Consult others. Don’t be a unilateralist. It’s worth discussing any role in advance with others. We can give you 1-1 advice, for free. If you know anyone working in the area who’s concerned about the risks, discuss your options with them. You may be able to meet people through our community, and our advisors can also help you make connections with people who can give you more nuanced and personalised advice.
Continue to engage with the broader safety community. To reduce the chance that your opinions or values will drift just because of the people you’re socialising with, try to find a way to spend time with people who more closely share your values. For example, if you’re a researcher or engineer, you may be able to spend some of your working time with a safety-focused research group.
Be ready to switch. Avoid being in a financial or psychological situation where it’s just going to be really hard for you to switch jobs into something more exclusively focused on doing good. Instead, constantly ask yourself whether you’d be able to make that switch, and whether you’re making decisions that could make it harder to do so in the future.

How to predict your fit in advance

In general, we think you’ll be a better fit for working at an AI lab if you have an excellent understanding of risks from AI. If the positive impact of your role comes from being able to persuade others to make better decisions, you’ll also need very good social skills. You’ll probably have a better time if you’re pragmatic and comfortable with making decisions that can, at times, be difficult, time-pressured, and morally ambiguous.

While a career in a leading AI lab can be rewarding and high impact for some, it’s not suitable for everyone.

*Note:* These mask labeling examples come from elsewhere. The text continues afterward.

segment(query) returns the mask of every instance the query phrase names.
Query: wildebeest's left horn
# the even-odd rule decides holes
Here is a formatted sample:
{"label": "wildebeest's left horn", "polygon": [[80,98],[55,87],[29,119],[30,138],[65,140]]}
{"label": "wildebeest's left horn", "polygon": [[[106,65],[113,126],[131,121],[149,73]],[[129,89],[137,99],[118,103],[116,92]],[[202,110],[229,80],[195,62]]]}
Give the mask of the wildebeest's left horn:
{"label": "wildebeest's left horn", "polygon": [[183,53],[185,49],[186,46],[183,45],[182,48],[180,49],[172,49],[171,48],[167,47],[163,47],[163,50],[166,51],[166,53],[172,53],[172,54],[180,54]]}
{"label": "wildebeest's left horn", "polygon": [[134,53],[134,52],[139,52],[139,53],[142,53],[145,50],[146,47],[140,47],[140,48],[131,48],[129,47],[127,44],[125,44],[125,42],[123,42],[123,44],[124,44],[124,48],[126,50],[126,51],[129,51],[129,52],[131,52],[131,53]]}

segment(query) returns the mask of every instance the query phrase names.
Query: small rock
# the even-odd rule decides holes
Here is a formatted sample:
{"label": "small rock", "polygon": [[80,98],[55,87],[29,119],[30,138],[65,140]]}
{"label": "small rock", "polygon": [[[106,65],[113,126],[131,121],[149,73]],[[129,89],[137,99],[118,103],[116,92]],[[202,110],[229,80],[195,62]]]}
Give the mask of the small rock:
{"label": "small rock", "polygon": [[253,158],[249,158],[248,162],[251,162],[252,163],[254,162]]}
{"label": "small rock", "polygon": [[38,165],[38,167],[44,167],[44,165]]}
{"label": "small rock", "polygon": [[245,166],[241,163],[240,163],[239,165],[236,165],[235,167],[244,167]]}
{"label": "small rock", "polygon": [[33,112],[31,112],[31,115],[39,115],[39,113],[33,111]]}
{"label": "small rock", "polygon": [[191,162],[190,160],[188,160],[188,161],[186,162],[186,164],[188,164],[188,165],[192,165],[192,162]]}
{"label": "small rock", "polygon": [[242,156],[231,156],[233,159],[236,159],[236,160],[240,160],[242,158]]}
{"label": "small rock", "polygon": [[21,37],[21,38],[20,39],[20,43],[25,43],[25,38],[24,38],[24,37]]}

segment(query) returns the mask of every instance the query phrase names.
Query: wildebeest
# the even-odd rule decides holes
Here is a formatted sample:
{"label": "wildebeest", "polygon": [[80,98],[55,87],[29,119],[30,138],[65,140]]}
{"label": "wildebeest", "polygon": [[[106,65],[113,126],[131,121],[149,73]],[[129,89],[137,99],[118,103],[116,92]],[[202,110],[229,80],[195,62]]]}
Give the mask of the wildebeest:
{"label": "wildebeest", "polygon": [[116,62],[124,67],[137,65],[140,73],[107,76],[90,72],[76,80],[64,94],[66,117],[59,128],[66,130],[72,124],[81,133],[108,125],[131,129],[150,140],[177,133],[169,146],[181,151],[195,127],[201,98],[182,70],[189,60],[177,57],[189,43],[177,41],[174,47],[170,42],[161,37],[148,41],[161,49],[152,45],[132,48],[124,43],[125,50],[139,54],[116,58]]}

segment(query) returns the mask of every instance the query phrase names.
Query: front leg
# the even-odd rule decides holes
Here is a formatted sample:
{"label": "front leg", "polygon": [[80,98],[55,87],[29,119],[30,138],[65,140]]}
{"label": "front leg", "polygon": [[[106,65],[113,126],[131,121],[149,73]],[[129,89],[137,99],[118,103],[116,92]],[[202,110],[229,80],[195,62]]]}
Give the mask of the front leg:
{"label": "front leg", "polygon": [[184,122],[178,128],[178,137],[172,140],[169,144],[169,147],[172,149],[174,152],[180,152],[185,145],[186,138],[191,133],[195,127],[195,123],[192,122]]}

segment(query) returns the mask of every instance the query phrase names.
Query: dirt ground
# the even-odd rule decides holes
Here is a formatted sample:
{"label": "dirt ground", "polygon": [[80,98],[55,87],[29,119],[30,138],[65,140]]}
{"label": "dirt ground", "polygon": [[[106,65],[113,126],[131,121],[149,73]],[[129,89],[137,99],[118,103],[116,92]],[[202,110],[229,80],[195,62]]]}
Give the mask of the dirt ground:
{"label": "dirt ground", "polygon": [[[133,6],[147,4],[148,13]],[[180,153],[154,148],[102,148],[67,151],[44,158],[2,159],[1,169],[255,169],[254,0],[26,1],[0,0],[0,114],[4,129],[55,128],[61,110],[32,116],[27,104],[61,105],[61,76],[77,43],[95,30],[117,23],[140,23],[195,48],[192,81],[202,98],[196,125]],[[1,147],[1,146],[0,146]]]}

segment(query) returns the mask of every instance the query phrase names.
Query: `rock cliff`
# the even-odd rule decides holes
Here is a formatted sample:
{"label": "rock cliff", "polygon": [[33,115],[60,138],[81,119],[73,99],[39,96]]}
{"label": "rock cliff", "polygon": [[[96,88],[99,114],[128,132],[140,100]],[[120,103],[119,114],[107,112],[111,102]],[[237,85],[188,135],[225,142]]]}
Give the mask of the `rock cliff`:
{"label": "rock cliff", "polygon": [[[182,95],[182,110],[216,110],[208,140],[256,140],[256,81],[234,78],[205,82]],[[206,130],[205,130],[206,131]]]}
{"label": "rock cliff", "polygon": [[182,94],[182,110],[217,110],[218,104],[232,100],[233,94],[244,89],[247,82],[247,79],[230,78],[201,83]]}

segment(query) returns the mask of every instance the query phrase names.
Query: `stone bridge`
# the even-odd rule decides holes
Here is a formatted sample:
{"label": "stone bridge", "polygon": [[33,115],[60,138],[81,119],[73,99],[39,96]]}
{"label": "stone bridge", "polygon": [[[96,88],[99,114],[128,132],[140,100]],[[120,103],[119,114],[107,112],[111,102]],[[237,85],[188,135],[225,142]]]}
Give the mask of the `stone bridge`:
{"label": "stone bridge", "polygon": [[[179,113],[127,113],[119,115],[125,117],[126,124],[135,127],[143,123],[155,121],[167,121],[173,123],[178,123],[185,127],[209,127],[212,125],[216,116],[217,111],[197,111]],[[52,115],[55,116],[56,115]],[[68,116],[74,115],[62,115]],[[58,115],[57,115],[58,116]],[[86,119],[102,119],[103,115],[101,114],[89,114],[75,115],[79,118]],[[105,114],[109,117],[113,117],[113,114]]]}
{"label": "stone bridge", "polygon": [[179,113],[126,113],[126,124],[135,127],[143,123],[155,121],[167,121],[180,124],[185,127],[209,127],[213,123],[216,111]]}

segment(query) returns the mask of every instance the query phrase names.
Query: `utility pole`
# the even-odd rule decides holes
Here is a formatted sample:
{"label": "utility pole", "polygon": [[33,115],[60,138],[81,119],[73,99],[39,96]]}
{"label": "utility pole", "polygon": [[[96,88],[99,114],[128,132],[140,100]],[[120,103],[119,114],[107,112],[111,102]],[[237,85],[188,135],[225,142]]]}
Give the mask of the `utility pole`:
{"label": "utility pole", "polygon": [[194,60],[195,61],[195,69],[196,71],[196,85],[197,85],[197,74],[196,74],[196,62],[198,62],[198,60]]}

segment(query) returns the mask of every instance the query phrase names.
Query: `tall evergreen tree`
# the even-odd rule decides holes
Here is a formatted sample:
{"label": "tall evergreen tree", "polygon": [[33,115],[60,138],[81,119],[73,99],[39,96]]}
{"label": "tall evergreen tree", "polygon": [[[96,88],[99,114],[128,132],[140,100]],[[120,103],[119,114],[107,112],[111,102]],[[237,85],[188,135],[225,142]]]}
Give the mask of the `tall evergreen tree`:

People who should probably not work at an AI lab include:

People who can’t follow tight security practices: AI labs often deal with sensitive information that needs to be handled responsibly.
People who aren’t able to keep their options open — that is, they aren’t (for a number of possible reasons) financially or psychologically prepared to leave if it starts to seem like the right idea. (In general, whatever your career path, we think it’s worth trying to build at least 6-12 months of financial runway.)
People who are more sensitive than average to incentives and social pressure: you’re just more likely to do things you wouldn’t currently endorse.

More specifically than that, predicting your fit will depend on the exact career path you’re following, and for that you can check out our other related career reviews.

How to enter

Some labs have internships (e.g. at Google DeepMind) or residency programmes (e.g. at OpenAI) — but the path to entering a leading AI lab can depend substantially on the specific role you’re interested in. So we’d suggest you look at our other career reviews for more detail, as well as plenty of practical advice.

Recommended organisations

We’re really not sure. It seems like OpenAI, Google DeepMind, and Anthropic are currently taking existential risk more seriously than other labs. Some people we spoke to have strong opinions about which of these is best, but they disagree with each other substantially.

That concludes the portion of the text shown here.